The Gordon Gekko approach to professional development

"You think you have it all, then your dry cleaner holds your trouser to ransom and you have to shout at people from behind a chair all day"

Bad suit-tie combos, abusive language, never any sign of morals – yet magnificent hair. Though there was a lot to criticise the iconic Wall St character for there was the odd thing that was to be admired about him, though not a lot. But what if his powers were to be used
for good rather than evil? Hmmmmm…

Michael Douglas won an Oscar for his performance of a money hungry 80s trader Gordon Gekko who proved to be all too realistic both then and in recent times. He did not care about who or what he
hurt in his pursuit of material wealth. The famous line ‘Greed is good’ really did sum him up perfectly in terms of his outlook on
business and life in general – excess all areas.

However, putting the morality of the character to one side (and slowly side step all sorts of socio-economic-political issues… nicely done!) one cannot argue that he had focus and was totally driven in meeting his needs. What if you were to readjust the goal from being material profit to that of development and learning, then using that drive to make sure you had the continuous momentum to keep moving forward? Of course this would have to be allied with a moral compass – we don’t want a Gen Y CPD Gekko on our hands here – that realised that you will need to depend on others to keep that momentum going.

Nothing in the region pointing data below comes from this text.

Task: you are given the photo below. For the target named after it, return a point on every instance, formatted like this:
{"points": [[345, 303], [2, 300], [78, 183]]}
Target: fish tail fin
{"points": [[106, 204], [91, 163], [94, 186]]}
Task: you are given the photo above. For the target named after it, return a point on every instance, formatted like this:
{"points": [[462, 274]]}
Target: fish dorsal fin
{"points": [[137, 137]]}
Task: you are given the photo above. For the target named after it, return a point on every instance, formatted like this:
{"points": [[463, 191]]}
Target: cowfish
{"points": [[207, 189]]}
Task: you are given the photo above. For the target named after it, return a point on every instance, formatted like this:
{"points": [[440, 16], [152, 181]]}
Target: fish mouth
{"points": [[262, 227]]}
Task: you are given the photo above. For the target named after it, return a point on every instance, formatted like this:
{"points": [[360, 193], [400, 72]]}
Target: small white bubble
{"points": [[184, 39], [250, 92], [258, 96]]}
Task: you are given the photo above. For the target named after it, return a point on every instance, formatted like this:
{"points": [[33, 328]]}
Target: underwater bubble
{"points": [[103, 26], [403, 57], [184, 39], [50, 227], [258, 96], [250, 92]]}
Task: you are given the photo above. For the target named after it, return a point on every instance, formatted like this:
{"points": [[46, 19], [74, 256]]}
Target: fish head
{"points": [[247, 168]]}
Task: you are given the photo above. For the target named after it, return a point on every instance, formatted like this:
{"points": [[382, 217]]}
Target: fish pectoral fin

If you were to ally the two, it might have some of the following practices/themes:

1)      Never settle for second best
Your employer would never settle for you putting off an important work project or task, so why would you consider the same with your own professional development? More often than not aims and tasks that come out of even the best self appraisal are left in a drawer to gather dust – do not allow this to happen.

Get an image of Gekko in your head when you think about what it is you want to achieve with your PDP aims and goals – could you imagine him losing sight of its value and putting it off till after lunch? No way!

Why? Well first off lunch is for wimps (Im sorry, it had to get in here somewhere) but secondly you are responsible for your own development and how it is managed.  Love or hate him, at least Douglas’ character was very clear about not letting things distract from getting results. Get that mindset in your approach to your own professional development and you will be on to a winner.
2)      Some profit is better than a loss
There is  a moment in the movie when he remarks along the lines that he had to settle for only making $10 million rather than $70 million – he is agitated at such a low profit margin but takes comfort in the thought that he at least made something from a deal, so the day has made some sort of profit for the greedy so and so.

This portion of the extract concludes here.